Two prevailing theories about how Obama should govern seem to have emerged, and both rest on doubts about the stability of the broad coalition. One faction argues that if Obama tries to govern from the center-left, from his own agenda and the core of his constituency, he will face an immediate backlash from centrist voters and conservative Blue Dog Democrats in Congress. Clinton adviser Mark Penn, as well as many conventional thinkers in the media, argue from the experience of the Clinton presidency, urging Obama to reconstruct the centrist coalition that Clinton put together after the 1994 backlash.

Liberals argue that no matter what Obama does, moderate Republicans and Blue Dogs will defect from the coalition, and wealthy lobbyists will obstruct progress.
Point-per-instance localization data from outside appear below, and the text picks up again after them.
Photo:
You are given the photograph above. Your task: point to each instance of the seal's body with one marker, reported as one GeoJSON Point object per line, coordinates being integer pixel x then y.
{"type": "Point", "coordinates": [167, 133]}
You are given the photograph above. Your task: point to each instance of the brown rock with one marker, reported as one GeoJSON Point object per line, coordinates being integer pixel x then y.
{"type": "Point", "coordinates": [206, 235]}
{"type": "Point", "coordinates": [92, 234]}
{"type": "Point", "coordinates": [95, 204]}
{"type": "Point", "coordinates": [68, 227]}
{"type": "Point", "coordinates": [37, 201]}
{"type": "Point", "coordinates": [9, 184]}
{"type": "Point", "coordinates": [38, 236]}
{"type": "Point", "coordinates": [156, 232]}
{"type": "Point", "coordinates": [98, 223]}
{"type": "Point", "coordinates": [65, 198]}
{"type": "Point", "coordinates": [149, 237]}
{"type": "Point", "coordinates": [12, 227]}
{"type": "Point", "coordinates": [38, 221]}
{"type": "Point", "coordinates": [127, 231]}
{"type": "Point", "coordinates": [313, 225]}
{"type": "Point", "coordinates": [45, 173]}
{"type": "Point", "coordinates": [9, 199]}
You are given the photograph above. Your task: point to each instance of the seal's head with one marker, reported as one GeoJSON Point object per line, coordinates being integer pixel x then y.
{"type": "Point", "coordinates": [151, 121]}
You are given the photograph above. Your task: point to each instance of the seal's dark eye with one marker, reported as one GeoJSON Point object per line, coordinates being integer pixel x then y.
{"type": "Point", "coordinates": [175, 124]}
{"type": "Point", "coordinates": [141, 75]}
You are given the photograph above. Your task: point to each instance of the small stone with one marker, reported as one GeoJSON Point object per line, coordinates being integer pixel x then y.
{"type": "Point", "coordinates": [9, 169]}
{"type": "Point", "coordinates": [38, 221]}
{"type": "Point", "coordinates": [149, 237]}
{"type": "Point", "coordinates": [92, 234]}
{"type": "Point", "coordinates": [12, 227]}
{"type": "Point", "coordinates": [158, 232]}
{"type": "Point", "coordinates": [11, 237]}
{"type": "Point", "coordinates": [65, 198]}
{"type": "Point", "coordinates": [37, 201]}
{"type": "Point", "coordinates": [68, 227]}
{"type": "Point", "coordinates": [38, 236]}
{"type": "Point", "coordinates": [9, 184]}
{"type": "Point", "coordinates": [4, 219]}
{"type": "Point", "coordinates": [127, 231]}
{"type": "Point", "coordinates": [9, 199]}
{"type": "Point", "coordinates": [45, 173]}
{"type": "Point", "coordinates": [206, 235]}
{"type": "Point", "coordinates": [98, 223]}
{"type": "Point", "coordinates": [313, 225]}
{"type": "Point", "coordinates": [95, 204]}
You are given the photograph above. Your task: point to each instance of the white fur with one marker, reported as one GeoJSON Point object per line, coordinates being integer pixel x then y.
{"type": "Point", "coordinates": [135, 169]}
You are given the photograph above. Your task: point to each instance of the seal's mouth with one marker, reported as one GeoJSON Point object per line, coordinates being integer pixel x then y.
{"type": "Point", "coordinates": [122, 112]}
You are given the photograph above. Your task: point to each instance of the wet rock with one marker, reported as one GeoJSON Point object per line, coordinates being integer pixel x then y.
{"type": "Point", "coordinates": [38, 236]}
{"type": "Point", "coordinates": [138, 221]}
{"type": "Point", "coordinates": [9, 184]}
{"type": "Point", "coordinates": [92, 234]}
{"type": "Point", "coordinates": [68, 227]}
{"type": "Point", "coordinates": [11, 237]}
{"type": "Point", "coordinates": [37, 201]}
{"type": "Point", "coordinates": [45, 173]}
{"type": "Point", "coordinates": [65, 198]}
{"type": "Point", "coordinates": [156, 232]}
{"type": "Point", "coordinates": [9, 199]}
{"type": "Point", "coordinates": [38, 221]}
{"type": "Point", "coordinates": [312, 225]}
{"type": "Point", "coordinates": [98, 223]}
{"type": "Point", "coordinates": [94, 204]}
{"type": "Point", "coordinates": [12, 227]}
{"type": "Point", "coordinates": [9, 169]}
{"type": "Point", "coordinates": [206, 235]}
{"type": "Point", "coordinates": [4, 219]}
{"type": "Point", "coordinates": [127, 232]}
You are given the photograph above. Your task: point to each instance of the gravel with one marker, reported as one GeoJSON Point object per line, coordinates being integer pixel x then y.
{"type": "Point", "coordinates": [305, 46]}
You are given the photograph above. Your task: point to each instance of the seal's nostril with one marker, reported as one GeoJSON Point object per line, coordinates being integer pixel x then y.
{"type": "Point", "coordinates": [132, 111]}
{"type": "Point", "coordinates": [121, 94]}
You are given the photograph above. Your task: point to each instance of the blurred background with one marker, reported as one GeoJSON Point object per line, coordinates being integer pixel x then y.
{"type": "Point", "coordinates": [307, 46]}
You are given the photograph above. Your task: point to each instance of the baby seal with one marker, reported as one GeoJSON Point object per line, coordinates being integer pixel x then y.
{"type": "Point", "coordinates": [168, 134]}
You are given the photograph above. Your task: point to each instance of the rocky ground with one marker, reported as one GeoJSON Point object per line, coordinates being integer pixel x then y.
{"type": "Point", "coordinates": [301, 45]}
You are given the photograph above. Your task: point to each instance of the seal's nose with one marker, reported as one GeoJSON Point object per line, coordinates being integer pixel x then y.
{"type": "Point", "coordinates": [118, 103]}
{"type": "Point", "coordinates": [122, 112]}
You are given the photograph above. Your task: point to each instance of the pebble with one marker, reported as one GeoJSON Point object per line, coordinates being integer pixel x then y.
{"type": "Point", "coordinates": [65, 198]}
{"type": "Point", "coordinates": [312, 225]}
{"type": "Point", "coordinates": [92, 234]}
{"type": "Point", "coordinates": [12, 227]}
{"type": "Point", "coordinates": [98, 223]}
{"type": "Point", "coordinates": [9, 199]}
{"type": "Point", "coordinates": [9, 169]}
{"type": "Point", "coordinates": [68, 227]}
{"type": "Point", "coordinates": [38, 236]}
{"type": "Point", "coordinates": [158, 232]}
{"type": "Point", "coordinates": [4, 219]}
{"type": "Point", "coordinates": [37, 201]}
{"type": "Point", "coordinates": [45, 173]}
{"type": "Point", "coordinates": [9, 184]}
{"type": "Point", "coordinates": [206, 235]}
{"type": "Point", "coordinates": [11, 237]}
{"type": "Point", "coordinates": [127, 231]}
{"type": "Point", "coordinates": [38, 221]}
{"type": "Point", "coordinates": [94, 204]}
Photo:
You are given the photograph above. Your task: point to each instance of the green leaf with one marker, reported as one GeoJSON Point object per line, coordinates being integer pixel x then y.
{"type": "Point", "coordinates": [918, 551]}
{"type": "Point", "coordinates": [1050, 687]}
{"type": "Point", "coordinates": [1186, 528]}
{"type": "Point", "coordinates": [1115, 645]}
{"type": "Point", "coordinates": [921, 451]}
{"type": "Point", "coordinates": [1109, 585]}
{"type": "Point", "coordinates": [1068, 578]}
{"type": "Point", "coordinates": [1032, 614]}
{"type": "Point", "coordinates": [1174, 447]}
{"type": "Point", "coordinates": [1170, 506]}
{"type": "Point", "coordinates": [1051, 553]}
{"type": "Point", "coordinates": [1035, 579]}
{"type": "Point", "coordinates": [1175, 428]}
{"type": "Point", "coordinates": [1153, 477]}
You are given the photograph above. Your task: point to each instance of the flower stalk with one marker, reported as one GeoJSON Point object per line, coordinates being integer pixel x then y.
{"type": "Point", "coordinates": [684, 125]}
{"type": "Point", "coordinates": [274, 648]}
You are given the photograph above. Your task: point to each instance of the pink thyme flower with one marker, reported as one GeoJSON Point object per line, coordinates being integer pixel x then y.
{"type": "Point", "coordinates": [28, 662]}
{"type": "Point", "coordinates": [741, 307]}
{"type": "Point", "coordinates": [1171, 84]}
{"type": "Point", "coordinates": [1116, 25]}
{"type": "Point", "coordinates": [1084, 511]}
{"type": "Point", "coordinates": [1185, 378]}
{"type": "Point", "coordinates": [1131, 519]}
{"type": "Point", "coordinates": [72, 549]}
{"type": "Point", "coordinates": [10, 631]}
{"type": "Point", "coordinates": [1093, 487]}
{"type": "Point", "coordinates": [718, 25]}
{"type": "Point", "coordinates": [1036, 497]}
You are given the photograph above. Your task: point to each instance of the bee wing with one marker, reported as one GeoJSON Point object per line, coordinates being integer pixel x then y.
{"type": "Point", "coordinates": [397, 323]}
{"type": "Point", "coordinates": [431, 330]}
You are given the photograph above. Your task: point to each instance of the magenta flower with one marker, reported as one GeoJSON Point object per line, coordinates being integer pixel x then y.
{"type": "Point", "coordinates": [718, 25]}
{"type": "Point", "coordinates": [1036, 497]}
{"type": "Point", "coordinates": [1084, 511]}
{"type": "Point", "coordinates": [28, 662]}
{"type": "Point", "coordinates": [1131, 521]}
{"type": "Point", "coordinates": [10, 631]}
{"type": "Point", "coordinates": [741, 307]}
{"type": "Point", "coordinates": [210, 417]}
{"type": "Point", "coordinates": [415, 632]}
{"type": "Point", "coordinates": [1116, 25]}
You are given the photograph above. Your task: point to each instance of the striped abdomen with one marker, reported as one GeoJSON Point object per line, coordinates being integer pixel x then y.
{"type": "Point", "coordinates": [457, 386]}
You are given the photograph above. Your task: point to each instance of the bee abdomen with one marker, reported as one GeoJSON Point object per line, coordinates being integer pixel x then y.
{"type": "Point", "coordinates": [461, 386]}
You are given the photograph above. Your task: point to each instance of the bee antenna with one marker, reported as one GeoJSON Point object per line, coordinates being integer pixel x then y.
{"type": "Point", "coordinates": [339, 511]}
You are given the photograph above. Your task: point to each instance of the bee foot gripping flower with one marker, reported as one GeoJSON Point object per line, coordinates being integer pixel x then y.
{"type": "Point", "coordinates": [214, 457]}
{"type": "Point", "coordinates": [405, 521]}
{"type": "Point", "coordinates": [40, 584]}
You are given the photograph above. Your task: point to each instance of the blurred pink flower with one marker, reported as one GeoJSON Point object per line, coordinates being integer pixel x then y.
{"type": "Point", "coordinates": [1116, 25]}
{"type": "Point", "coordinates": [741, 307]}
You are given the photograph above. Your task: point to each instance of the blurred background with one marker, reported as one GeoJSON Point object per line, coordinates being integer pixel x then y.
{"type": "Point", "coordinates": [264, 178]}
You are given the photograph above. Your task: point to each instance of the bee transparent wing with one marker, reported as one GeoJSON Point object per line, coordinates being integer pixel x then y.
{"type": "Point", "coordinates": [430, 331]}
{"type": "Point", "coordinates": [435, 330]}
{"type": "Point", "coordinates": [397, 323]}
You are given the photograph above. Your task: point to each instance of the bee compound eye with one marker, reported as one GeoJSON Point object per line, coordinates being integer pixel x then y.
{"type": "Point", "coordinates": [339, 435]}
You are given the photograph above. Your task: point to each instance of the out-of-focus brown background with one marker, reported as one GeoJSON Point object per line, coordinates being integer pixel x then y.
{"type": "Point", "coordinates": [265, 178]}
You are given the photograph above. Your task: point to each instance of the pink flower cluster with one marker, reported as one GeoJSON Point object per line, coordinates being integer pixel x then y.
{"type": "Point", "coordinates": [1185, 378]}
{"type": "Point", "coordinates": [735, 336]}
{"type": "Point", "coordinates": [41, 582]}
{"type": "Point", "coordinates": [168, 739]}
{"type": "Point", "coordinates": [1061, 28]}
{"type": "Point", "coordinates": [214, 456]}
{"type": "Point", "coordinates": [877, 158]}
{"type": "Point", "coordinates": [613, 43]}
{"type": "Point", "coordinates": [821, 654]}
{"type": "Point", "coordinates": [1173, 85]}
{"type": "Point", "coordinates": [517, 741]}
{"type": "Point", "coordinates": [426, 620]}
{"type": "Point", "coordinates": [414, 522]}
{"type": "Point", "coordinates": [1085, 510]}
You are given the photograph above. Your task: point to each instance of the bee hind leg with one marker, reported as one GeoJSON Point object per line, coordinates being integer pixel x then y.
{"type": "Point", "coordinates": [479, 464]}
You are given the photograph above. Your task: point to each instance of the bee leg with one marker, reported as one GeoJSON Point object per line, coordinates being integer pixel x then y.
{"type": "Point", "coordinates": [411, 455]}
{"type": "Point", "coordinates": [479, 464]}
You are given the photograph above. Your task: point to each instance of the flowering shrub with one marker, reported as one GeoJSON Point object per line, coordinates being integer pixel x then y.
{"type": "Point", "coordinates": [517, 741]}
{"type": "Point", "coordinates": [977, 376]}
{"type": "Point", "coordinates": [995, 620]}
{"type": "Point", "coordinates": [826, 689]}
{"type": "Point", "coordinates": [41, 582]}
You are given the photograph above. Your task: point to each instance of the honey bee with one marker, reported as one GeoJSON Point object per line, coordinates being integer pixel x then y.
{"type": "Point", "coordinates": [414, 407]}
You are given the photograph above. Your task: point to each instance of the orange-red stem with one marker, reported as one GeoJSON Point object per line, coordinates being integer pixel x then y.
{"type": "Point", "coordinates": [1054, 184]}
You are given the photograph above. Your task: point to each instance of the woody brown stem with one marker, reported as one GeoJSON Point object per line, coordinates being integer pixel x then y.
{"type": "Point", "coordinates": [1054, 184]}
They say Obama’s best hope is to act quickly and with overwhelming force — a “liberal shock doctrine,” as Rick Perlstein put it in these pages over the summer.

Given that Obama’s expanding coalition was sustainable through the long journey from Iowa to Election Day, what if we assume it could be sustained and even consolidated in the White House? Rooted in the center-left, but reaching Blue Dog Democrats, independent voters, and a few Republican legislators, it would not always be the same coalition, but like Reagan’s, an evolving, overlapping, flexible majority.

The massive resistance Republicans posed to Clinton in 1993 is impossible to imagine today. The Republican coalition is utterly shattered, and the angry white Palin wing of the party, for all its visibility, is a minority even within a minority. What’s in it for a moderate Republican senator like Richard Lugar of Indiana (who tacitly endorsed Obama), Arlen Specter of Pennsylvania, or Olympia Snowe of Maine to resist Obama on health care or climate change?

But the economic crisis has brought a new consensus that, at least in the short term, the deficit should be allowed to rise, which may make coalitions involving Blue Dogs easier to build on some issues.

The recession has broken the obsession with short-term deficit reduction, although the idea remains that a long-term crisis limits our choices. The debate about taxation in the campaign, while constrained by Obama’s promise of a tax cut for everyone earning less than $150,000, by the end nonetheless revealed a broad acceptance that the better-off have more responsibility to pay for public goods, breaking the Reagan-era assumption that taxes are poison to liberal aspirations.